Furniture design matters to student health

Schools and colleges should take specific measurements into account when purchasing furniture, including popliteal height (the distance from the underside of the foot to the underside of the thigh at the knees), knee height, buttock-popliteal length (the horizontal distance from the rearmost part of the buttocks to the back of the lower leg) and elbow height, to encourage the proper seating posture. In general, static posture and bending forward for long period strains the muscles, ligaments, and discs.

Improving ergonomics at home

You don’t need to spend an inordinate amount of money to improve your home ergonomics with a desk of an appropriate height. Adjustable desks are key since they will allow you to work at a height recommended for your measurements; there is a bevy of free online guides that will aid with this adjustment. As noted in the above-mentioned review, “It is difficult to encourage proper posture early in life without the support of adjustable chairs, desks, and tables in the classroom.”

Consider a standing desk

Sitting for various hours a day is considered an occupational health hazard. It is also related to psychological symptoms which can interfere with academic performance since it is linked to anxiety and depression. To reduce sitting time, consider a standing desk. Several studies have shown that this type of desk produces powerful cardiovascular benefits. Some studies have also shown improved productivity and enhanced engagement, attention, and absorption when using a standing desk.

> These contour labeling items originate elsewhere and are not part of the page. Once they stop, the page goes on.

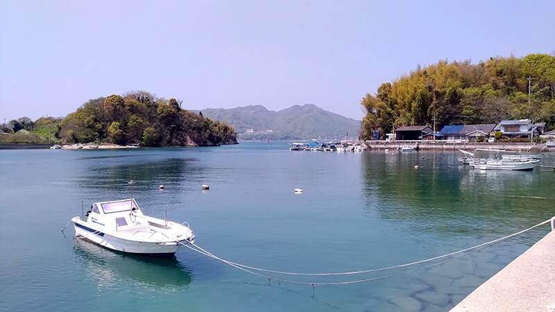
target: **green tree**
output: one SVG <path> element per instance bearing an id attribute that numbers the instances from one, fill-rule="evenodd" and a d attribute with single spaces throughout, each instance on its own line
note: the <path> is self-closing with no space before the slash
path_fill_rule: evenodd
<path id="1" fill-rule="evenodd" d="M 156 145 L 157 137 L 156 130 L 152 127 L 148 127 L 143 132 L 142 140 L 142 145 L 145 146 L 154 146 Z"/>
<path id="2" fill-rule="evenodd" d="M 125 132 L 123 132 L 121 123 L 114 121 L 108 127 L 108 139 L 112 143 L 121 144 L 125 143 Z"/>
<path id="3" fill-rule="evenodd" d="M 121 96 L 112 94 L 104 100 L 103 108 L 108 121 L 121 121 L 125 112 L 125 101 Z"/>

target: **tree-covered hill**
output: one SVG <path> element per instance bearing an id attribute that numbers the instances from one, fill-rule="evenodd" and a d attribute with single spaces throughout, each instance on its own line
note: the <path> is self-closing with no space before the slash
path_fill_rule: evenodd
<path id="1" fill-rule="evenodd" d="M 89 100 L 64 119 L 15 119 L 3 130 L 8 134 L 0 137 L 0 143 L 106 142 L 146 146 L 237 143 L 235 132 L 227 123 L 183 110 L 175 98 L 155 98 L 145 92 Z"/>
<path id="2" fill-rule="evenodd" d="M 312 104 L 293 105 L 280 111 L 262 105 L 202 110 L 204 116 L 230 123 L 243 139 L 302 139 L 357 137 L 360 121 L 323 110 Z"/>
<path id="3" fill-rule="evenodd" d="M 147 146 L 237 143 L 227 123 L 182 110 L 175 98 L 157 98 L 145 92 L 89 101 L 60 123 L 57 136 L 67 142 Z"/>
<path id="4" fill-rule="evenodd" d="M 531 77 L 530 104 L 528 80 Z M 439 128 L 456 123 L 496 123 L 504 119 L 534 118 L 555 126 L 555 56 L 490 58 L 470 61 L 440 61 L 418 68 L 393 83 L 384 83 L 375 95 L 361 101 L 367 111 L 361 136 L 380 136 L 401 125 L 432 124 Z"/>

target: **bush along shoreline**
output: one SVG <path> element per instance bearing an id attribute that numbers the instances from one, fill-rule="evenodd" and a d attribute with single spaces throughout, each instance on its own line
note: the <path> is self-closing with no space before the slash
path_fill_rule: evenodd
<path id="1" fill-rule="evenodd" d="M 36 128 L 35 125 L 38 125 Z M 235 131 L 230 125 L 184 110 L 175 98 L 156 98 L 143 91 L 89 100 L 63 119 L 13 120 L 3 131 L 0 144 L 141 146 L 237 144 Z"/>

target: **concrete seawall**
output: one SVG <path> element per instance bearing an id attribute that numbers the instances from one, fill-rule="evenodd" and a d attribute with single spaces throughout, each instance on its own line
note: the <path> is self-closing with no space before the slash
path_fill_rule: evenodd
<path id="1" fill-rule="evenodd" d="M 533 143 L 471 143 L 447 141 L 366 141 L 366 145 L 375 150 L 384 150 L 388 148 L 393 150 L 401 146 L 418 146 L 420 150 L 473 150 L 476 148 L 488 148 L 496 150 L 515 150 L 520 152 L 535 151 L 535 152 L 548 152 L 549 148 L 545 144 L 535 144 Z M 552 151 L 555 149 L 552 148 Z"/>
<path id="2" fill-rule="evenodd" d="M 554 248 L 552 231 L 451 311 L 555 311 Z"/>

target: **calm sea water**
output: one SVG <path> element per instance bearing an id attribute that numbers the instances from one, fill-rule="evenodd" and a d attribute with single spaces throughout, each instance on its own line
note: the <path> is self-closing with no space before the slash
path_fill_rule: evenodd
<path id="1" fill-rule="evenodd" d="M 165 211 L 171 220 L 187 221 L 199 245 L 232 261 L 284 270 L 362 270 L 420 260 L 555 215 L 553 173 L 484 173 L 459 166 L 459 155 L 449 152 L 340 154 L 287 147 L 0 150 L 0 310 L 446 311 L 548 231 L 432 268 L 313 291 L 268 283 L 186 248 L 175 259 L 151 259 L 76 240 L 71 227 L 62 234 L 69 219 L 80 214 L 82 200 L 86 208 L 128 197 L 130 180 L 146 213 Z M 210 191 L 203 193 L 202 184 Z M 295 188 L 305 193 L 293 194 Z M 284 277 L 338 281 L 389 273 Z"/>

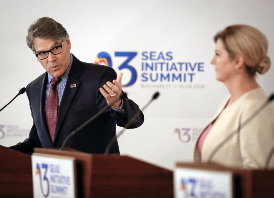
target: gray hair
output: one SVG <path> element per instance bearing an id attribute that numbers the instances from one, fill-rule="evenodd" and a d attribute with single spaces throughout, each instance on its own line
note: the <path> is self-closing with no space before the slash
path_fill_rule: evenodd
<path id="1" fill-rule="evenodd" d="M 61 38 L 65 42 L 68 36 L 61 24 L 51 18 L 43 17 L 36 20 L 29 27 L 26 40 L 28 46 L 34 53 L 33 39 L 35 38 L 49 38 L 56 42 Z"/>

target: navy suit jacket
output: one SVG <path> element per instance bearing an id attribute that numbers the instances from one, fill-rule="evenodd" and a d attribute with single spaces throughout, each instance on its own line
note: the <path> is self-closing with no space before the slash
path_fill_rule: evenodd
<path id="1" fill-rule="evenodd" d="M 46 121 L 45 97 L 47 75 L 45 72 L 27 86 L 33 124 L 29 138 L 10 148 L 29 154 L 35 147 L 58 148 L 66 137 L 107 104 L 99 88 L 107 81 L 116 79 L 117 75 L 109 67 L 79 61 L 74 55 L 72 64 L 59 107 L 54 138 L 51 139 Z M 71 88 L 71 84 L 76 84 Z M 122 112 L 109 108 L 93 122 L 73 136 L 65 146 L 92 153 L 103 153 L 106 147 L 116 134 L 116 124 L 123 126 L 136 112 L 140 116 L 128 128 L 136 128 L 144 121 L 138 106 L 126 98 L 123 99 Z M 117 140 L 110 153 L 119 153 Z"/>

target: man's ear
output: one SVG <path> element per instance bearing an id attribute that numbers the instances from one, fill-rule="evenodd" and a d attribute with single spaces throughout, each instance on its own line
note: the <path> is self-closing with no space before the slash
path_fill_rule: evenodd
<path id="1" fill-rule="evenodd" d="M 70 49 L 71 49 L 71 45 L 70 43 L 70 40 L 69 40 L 69 37 L 68 36 L 67 37 L 67 38 L 66 39 L 66 42 L 68 44 L 69 50 L 70 50 Z"/>
<path id="2" fill-rule="evenodd" d="M 234 68 L 235 69 L 240 69 L 245 65 L 245 58 L 241 55 L 238 55 L 235 59 L 235 65 Z"/>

Poorly designed furniture can not only result in pain, but also in fatigue, anxiety, and other conditions that can interfere with a student’s ability to concentrate and complete the tasks at hand. Ergonomics should be a major priority at schools and colleges, but they should also be an aim for individual students who study or work at home. Adjustable furniture, standing desks, and a greater awareness of the importance of measurement can go a long way towards reducing the devastating effects of poorly designed chairs and desks.